There were many other issues I had with the presentation (including the usual - what does any of this tell us that changes what we know? how does this help get people to get tested? How does this change the stigma? etc.). The fact is that this study only reinforces the stigma of HIV as a gay man's disease. But the real kicker is this: these presenters referred to this study as their "baby", that it's only three years old, and that they will be replicating it to two other high risk groups over the next 6 years (3 years each group), and then repeat as they fine-tune their data collection. Meanwhile, there were giggles and chuckles as they talked about the limitations of their work, how they defined msm, and how good they all feel about the data.

ARE YOU KIDDING ME?! We are talking about lives here. Where is the talk about stopping the spread of HIV NOW! Where is the concern that this is not a gay disease, a black disease, a women's disease, but a public health issue?

I did raise the question, with passion. It was heard, and I think registered. I also wonder, however, where is the community outrage?! These people are talking about multi-year studies that tell us what we already know (really, it seemed like what they were studying was a new methodology of epidemiological data collection rather than collection of useful data).

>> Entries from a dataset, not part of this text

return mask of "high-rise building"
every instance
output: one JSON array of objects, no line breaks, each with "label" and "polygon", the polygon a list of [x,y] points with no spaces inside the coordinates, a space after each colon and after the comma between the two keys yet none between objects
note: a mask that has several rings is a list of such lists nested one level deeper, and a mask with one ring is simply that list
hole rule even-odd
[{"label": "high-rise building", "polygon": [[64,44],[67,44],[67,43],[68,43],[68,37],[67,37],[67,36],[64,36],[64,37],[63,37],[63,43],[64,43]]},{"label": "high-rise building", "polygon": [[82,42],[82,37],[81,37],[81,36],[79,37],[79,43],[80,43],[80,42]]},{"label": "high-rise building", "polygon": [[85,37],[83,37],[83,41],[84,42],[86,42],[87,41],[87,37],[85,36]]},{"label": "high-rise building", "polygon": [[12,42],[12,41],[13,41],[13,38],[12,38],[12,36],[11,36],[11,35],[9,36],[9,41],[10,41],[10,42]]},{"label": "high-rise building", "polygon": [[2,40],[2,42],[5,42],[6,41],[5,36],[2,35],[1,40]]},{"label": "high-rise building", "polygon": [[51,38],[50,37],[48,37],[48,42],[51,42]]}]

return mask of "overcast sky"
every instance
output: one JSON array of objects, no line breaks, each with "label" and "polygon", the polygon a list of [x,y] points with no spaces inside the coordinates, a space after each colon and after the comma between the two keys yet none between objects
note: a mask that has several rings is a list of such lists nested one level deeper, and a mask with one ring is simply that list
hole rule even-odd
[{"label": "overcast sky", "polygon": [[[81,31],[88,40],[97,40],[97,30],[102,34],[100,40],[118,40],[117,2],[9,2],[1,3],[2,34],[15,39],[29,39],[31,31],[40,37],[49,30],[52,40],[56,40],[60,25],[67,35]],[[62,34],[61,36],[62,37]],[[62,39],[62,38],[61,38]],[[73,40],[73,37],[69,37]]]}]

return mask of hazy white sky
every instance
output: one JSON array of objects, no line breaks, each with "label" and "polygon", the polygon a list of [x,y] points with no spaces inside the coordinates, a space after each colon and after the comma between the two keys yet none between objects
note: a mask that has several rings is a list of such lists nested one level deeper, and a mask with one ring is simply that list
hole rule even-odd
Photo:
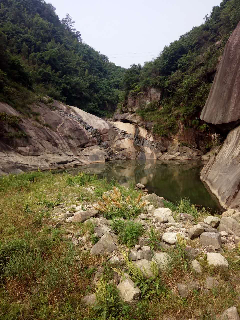
[{"label": "hazy white sky", "polygon": [[83,41],[117,65],[156,58],[166,45],[204,21],[221,0],[49,0],[69,13]]}]

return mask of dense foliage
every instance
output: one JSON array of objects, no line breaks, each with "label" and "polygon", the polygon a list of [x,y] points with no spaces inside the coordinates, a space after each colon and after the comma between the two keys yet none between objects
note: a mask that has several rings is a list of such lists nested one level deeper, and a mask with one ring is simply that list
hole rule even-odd
[{"label": "dense foliage", "polygon": [[[154,131],[166,135],[178,127],[176,119],[186,126],[201,124],[198,117],[209,93],[220,58],[231,33],[240,20],[239,0],[223,0],[213,7],[205,23],[165,47],[159,57],[140,65],[132,65],[122,83],[124,98],[137,96],[155,87],[164,91],[161,104],[143,106],[140,115],[155,121]],[[200,126],[200,130],[205,130]]]},{"label": "dense foliage", "polygon": [[60,21],[43,0],[0,3],[1,100],[19,109],[36,93],[97,114],[114,108],[124,69],[83,43],[69,14]]}]

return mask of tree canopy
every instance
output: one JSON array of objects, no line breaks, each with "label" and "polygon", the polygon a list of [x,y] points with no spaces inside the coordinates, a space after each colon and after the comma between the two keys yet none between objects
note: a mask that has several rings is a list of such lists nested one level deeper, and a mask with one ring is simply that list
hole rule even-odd
[{"label": "tree canopy", "polygon": [[83,42],[70,14],[60,21],[43,0],[0,2],[0,99],[19,108],[30,90],[100,115],[116,107],[124,69]]}]

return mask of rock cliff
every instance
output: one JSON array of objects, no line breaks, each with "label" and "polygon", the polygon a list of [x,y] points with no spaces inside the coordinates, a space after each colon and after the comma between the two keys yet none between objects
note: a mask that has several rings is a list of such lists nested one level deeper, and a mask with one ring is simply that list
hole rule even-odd
[{"label": "rock cliff", "polygon": [[240,22],[226,45],[201,118],[228,132],[240,123]]},{"label": "rock cliff", "polygon": [[[226,46],[201,118],[227,131],[240,123],[240,23]],[[240,211],[240,126],[213,151],[201,178],[225,209]]]},{"label": "rock cliff", "polygon": [[20,117],[19,132],[26,135],[17,139],[15,129],[0,122],[0,174],[111,160],[157,159],[166,150],[146,129],[118,127],[56,101],[35,104],[31,112],[31,117],[23,116],[0,103],[0,113]]}]

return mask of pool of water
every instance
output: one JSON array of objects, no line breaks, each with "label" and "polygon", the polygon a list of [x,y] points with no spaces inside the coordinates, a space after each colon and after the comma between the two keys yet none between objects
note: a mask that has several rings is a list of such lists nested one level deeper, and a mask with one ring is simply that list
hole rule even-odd
[{"label": "pool of water", "polygon": [[194,161],[122,160],[81,166],[69,173],[90,172],[109,181],[115,179],[126,186],[130,182],[142,183],[149,193],[156,193],[174,203],[186,197],[192,203],[214,211],[218,209],[217,205],[199,177],[203,166],[202,162]]}]

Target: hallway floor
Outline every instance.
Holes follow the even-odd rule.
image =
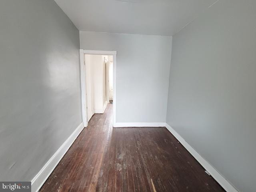
[[[94,114],[40,190],[224,192],[164,127],[112,128]]]

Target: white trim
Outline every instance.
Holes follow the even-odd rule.
[[[212,176],[227,192],[238,192],[228,181],[217,170],[204,158],[200,154],[188,144],[181,136],[180,136],[170,125],[166,124],[166,127],[173,136],[182,144],[188,151],[195,158],[201,165],[209,172]]]
[[[113,126],[116,124],[116,55],[113,56]]]
[[[102,114],[104,113],[104,112],[105,111],[105,110],[106,108],[107,107],[107,105],[108,105],[108,102],[107,101],[105,102],[104,104],[103,104],[103,107],[102,109],[94,109],[94,113],[100,114]]]
[[[39,190],[84,127],[83,123],[81,123],[33,178],[32,192]]]
[[[85,63],[83,50],[80,50],[80,71],[81,74],[81,92],[82,99],[82,113],[84,126],[87,127],[87,112],[86,111],[86,86],[85,82]]]
[[[105,102],[105,103],[104,103],[104,105],[103,105],[103,108],[102,109],[102,113],[104,113],[104,112],[105,112],[105,110],[106,109],[106,108],[107,107],[107,105],[108,105],[108,102],[107,101],[106,101]]]
[[[165,127],[165,123],[151,123],[134,122],[129,123],[116,123],[114,127]]]
[[[95,50],[84,50],[83,51],[83,53],[84,54],[89,54],[90,55],[116,55],[116,51],[98,51]]]
[[[83,116],[83,121],[85,120],[86,123],[84,123],[85,126],[87,126],[88,125],[88,122],[87,121],[87,112],[86,107],[85,104],[86,104],[86,98],[84,101],[83,101],[83,96],[86,95],[85,90],[86,90],[86,82],[85,82],[85,68],[84,67],[84,54],[89,54],[92,55],[113,55],[113,125],[115,126],[116,124],[116,51],[98,51],[94,50],[80,50],[80,65],[81,66],[81,86],[82,91],[82,114]],[[84,102],[85,104],[83,104]],[[83,106],[84,108],[83,109]],[[102,113],[100,111],[96,110],[94,111],[95,113]]]

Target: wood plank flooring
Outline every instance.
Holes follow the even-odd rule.
[[[113,128],[95,114],[40,190],[224,192],[165,128]]]

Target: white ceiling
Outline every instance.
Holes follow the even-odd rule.
[[[55,0],[80,30],[172,36],[217,0]]]

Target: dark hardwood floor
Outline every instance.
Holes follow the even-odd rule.
[[[40,190],[224,192],[165,128],[112,127],[95,114]]]

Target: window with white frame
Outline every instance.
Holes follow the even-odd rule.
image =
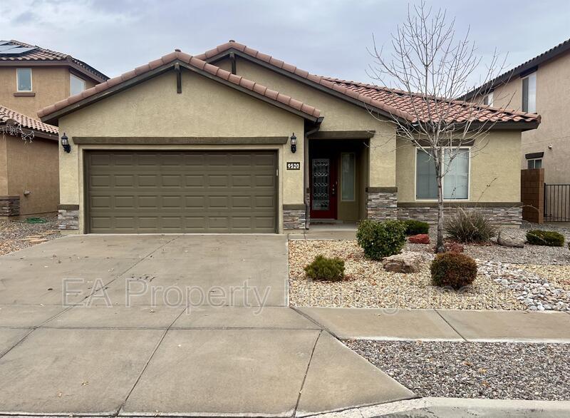
[[[16,68],[16,78],[18,91],[31,91],[31,68]]]
[[[73,74],[69,74],[69,92],[71,96],[79,94],[85,90],[85,80]]]
[[[354,153],[341,154],[341,200],[353,202],[356,186],[356,155]]]
[[[483,98],[483,104],[487,105],[488,106],[493,106],[493,92],[492,91],[489,94],[486,95]]]
[[[522,111],[537,113],[537,73],[529,74],[522,79]]]
[[[444,177],[443,198],[467,200],[469,198],[469,148],[446,148],[442,170]],[[437,198],[437,180],[435,164],[430,155],[421,148],[416,150],[415,198]]]
[[[542,168],[542,158],[527,160],[527,168],[531,170],[533,168]]]

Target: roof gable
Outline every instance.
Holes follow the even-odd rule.
[[[165,71],[185,68],[230,88],[249,94],[256,98],[294,113],[312,122],[318,122],[321,111],[289,96],[281,94],[239,76],[219,68],[187,53],[175,51],[134,70],[115,77],[92,88],[60,101],[38,112],[44,121],[56,121],[58,118],[112,94],[136,85]]]
[[[426,109],[434,106],[452,106],[452,108],[449,114],[452,116],[452,118],[450,122],[465,122],[470,116],[470,111],[472,112],[472,103],[465,103],[461,101],[440,98],[436,100],[436,98],[424,98],[419,94],[416,96],[417,99],[415,98],[412,99],[407,93],[395,89],[311,74],[309,71],[298,68],[295,66],[286,63],[281,60],[234,41],[222,44],[196,56],[208,62],[217,62],[232,53],[326,91],[356,106],[378,112],[385,116],[396,117],[405,123],[417,121],[413,116],[414,113],[410,113],[410,111],[415,106],[417,106],[418,103]],[[415,103],[413,103],[413,101]],[[498,123],[504,124],[504,127],[520,128],[521,129],[534,128],[540,123],[540,116],[536,114],[499,109],[484,105],[480,105],[480,109],[477,108],[476,113],[477,121],[475,121],[477,122]],[[427,111],[425,113],[426,115],[429,113]],[[472,116],[472,113],[471,116]]]

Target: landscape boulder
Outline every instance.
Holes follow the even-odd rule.
[[[443,244],[446,253],[463,253],[463,245],[459,243],[449,242]]]
[[[497,237],[497,243],[504,247],[515,247],[522,248],[524,246],[524,237],[515,229],[502,229],[499,231],[499,236]]]
[[[413,244],[429,244],[430,235],[428,234],[418,234],[417,235],[408,237],[408,240]]]
[[[420,255],[407,252],[386,257],[382,260],[382,265],[386,271],[397,273],[417,273],[420,272]]]

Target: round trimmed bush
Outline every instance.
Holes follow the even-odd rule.
[[[561,247],[564,245],[564,236],[556,231],[543,231],[539,229],[527,233],[527,240],[534,245]]]
[[[372,260],[382,260],[399,254],[405,245],[405,226],[399,220],[365,220],[356,231],[358,245]]]
[[[328,258],[317,255],[305,266],[305,273],[314,280],[338,282],[344,278],[344,261],[338,257]]]
[[[430,270],[432,282],[442,287],[460,289],[472,284],[477,277],[475,260],[459,253],[437,254]]]
[[[405,225],[405,235],[408,236],[427,234],[430,232],[430,225],[427,222],[413,219],[407,219],[401,222]]]

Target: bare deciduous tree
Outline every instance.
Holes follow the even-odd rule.
[[[384,54],[374,40],[369,72],[382,85],[397,89],[391,91],[393,99],[410,116],[403,120],[401,115],[392,115],[398,137],[423,150],[435,165],[438,252],[444,250],[443,179],[454,160],[472,158],[484,148],[489,131],[504,111],[484,104],[488,82],[503,68],[499,56],[495,52],[483,67],[469,30],[465,36],[457,36],[455,20],[446,18],[444,11],[433,12],[423,2],[408,6],[405,21],[392,34],[391,53]],[[475,84],[480,72],[484,75]],[[474,92],[474,101],[456,99],[468,92]]]

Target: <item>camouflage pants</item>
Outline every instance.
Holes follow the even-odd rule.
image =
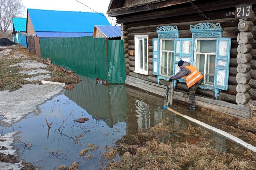
[[[196,101],[195,99],[195,93],[198,88],[198,87],[202,84],[203,79],[197,82],[195,84],[191,86],[189,88],[188,92],[188,98],[189,98],[190,106],[192,107],[196,107]]]

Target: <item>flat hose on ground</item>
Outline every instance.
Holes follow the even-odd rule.
[[[207,124],[206,123],[203,123],[202,122],[200,121],[199,120],[194,119],[194,118],[192,118],[189,116],[186,116],[186,115],[180,113],[179,112],[176,110],[174,110],[172,109],[170,107],[167,107],[167,109],[171,112],[172,112],[174,113],[176,113],[177,115],[178,115],[184,117],[184,118],[187,119],[188,120],[189,120],[192,122],[194,122],[195,123],[196,123],[201,126],[203,126],[203,127],[204,127],[208,129],[209,130],[210,130],[219,134],[221,135],[222,135],[224,137],[228,138],[230,140],[240,144],[243,146],[247,148],[247,149],[251,150],[252,151],[256,153],[256,147],[254,147],[252,145],[246,143],[244,141],[241,140],[239,138],[236,137],[235,136],[234,136],[228,133],[227,133],[223,131],[223,130],[222,130],[217,129],[216,128],[213,127],[211,126],[210,126],[210,125]]]

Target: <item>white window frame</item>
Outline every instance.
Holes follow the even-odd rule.
[[[144,51],[144,39],[147,39],[147,71],[145,70],[144,64],[145,62],[145,56]],[[148,40],[147,35],[138,35],[134,36],[135,49],[135,70],[133,71],[135,73],[142,74],[148,75]],[[143,64],[143,68],[140,68],[140,56],[139,56],[139,40],[142,40],[142,56]]]
[[[174,41],[174,38],[161,38],[160,39],[160,50],[159,50],[160,51],[159,52],[160,53],[160,58],[159,58],[159,75],[161,76],[164,77],[170,77],[170,75],[168,75],[168,62],[169,61],[168,59],[168,57],[167,57],[167,75],[164,75],[163,74],[162,74],[162,52],[167,52],[167,55],[169,55],[168,54],[169,53],[171,52],[171,53],[173,53],[173,57],[174,59],[174,62],[175,62],[175,54],[174,53],[174,48],[176,48],[175,44],[174,44],[174,48],[173,48],[173,51],[171,51],[169,50],[163,50],[162,49],[162,43],[163,42],[162,40],[173,40],[174,43],[175,43]],[[167,55],[168,56],[168,55]],[[171,68],[172,67],[172,67],[173,66],[173,63],[172,63],[172,64],[170,64]],[[170,68],[171,69],[171,68]],[[174,68],[173,67],[173,72],[174,71]],[[172,75],[171,75],[171,76],[172,76]]]
[[[204,54],[205,55],[205,57],[204,57],[204,66],[205,66],[205,63],[206,63],[207,61],[207,55],[214,55],[215,56],[215,57],[216,56],[216,52],[215,53],[204,53],[204,52],[197,52],[196,51],[197,49],[197,41],[198,40],[216,40],[216,43],[217,43],[217,39],[216,38],[195,38],[195,47],[194,48],[194,49],[195,49],[195,51],[194,52],[194,63],[193,65],[194,66],[196,67],[196,59],[197,58],[197,54]],[[217,44],[216,44],[217,46]],[[216,60],[216,58],[215,58],[215,61]],[[215,66],[216,67],[216,66]],[[209,84],[206,83],[206,76],[205,76],[206,72],[206,67],[204,67],[204,81],[202,83],[202,84],[203,85],[209,85],[209,86],[211,86],[212,87],[213,87],[214,86],[214,82],[213,82],[213,84]],[[214,77],[215,77],[215,75],[214,75]]]

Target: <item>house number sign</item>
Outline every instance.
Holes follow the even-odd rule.
[[[235,18],[246,18],[252,17],[252,5],[243,5],[236,7]]]

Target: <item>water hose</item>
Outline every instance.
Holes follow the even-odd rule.
[[[204,127],[210,130],[219,134],[220,135],[221,135],[224,136],[227,138],[228,138],[230,140],[241,145],[242,145],[243,146],[246,148],[248,149],[249,149],[252,151],[256,153],[256,147],[254,147],[251,144],[246,143],[244,141],[241,140],[239,138],[236,137],[235,136],[234,136],[228,133],[227,133],[223,131],[223,130],[222,130],[217,129],[216,128],[215,128],[212,126],[210,126],[209,125],[206,124],[206,123],[203,123],[202,122],[197,120],[196,119],[194,119],[194,118],[192,118],[189,116],[186,116],[186,115],[180,113],[179,112],[176,110],[174,110],[173,109],[172,109],[170,107],[168,107],[167,109],[170,111],[175,113],[177,115],[179,115],[183,117],[184,118],[188,119],[188,120],[189,120],[192,122],[193,122],[195,123]]]

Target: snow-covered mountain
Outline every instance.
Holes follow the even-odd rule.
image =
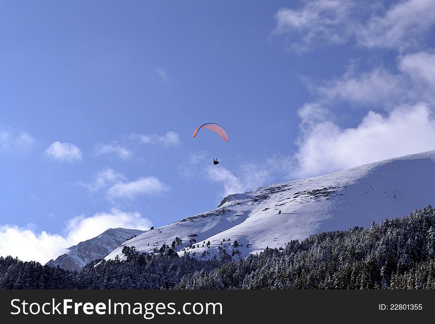
[[[144,232],[121,227],[109,228],[93,239],[68,248],[69,252],[59,255],[56,260],[51,259],[46,264],[52,267],[59,265],[68,270],[79,270],[91,261],[104,257],[132,236]]]
[[[176,247],[180,255],[184,249],[191,256],[213,257],[222,248],[229,253],[238,250],[244,257],[325,231],[369,227],[373,221],[405,216],[434,202],[431,151],[230,195],[216,209],[148,231],[105,258],[125,257],[124,246],[150,252],[164,243],[171,246],[176,237],[182,240]],[[199,247],[189,248],[190,239]],[[242,246],[234,247],[236,240]],[[208,241],[210,249],[203,246]]]

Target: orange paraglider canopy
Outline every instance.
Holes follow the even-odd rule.
[[[215,124],[215,123],[206,123],[203,125],[201,125],[195,130],[195,131],[193,132],[193,137],[196,136],[196,133],[198,132],[198,131],[201,128],[207,128],[207,129],[210,129],[214,132],[216,132],[220,136],[220,137],[223,139],[223,140],[225,141],[225,143],[227,142],[228,140],[229,139],[229,138],[228,136],[228,133],[226,132],[225,129],[220,125]]]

There was some talk about the high levels of support from among people ages 18-34 to make HIV-testing routine in doctor's offices. Two things about this (I mentioned both of these): this is the age group least likely to have a routine around medical care so it's less of a reality, and this is a group that is most amenable to testing, so let's get the tests to them. I made this impassioned plea: the community is ready to take action, to self-administer and make HIV-testing more portable. We either need people like these epidemiologists to help us make the case statistically, or to get out of the way so we can do it.

What is clear, based on all the meetings and conversations now at the highest levels of HIV-administration at both municipal/state (here in DC, sort of the same thing) and federal levels, is this: all people mean well and want well, but the bureaucrats are limited in their power, and the epidemiologists are calling the shots. Unfortunately the shots they are calling are for more studies. We know enough. We need the psychologists, social scientists, sociologists, theologians and artists to now step up and create more options. And, most importantly, the community voice and passion must be raised. This is the only way that change will really happen in any timely matter.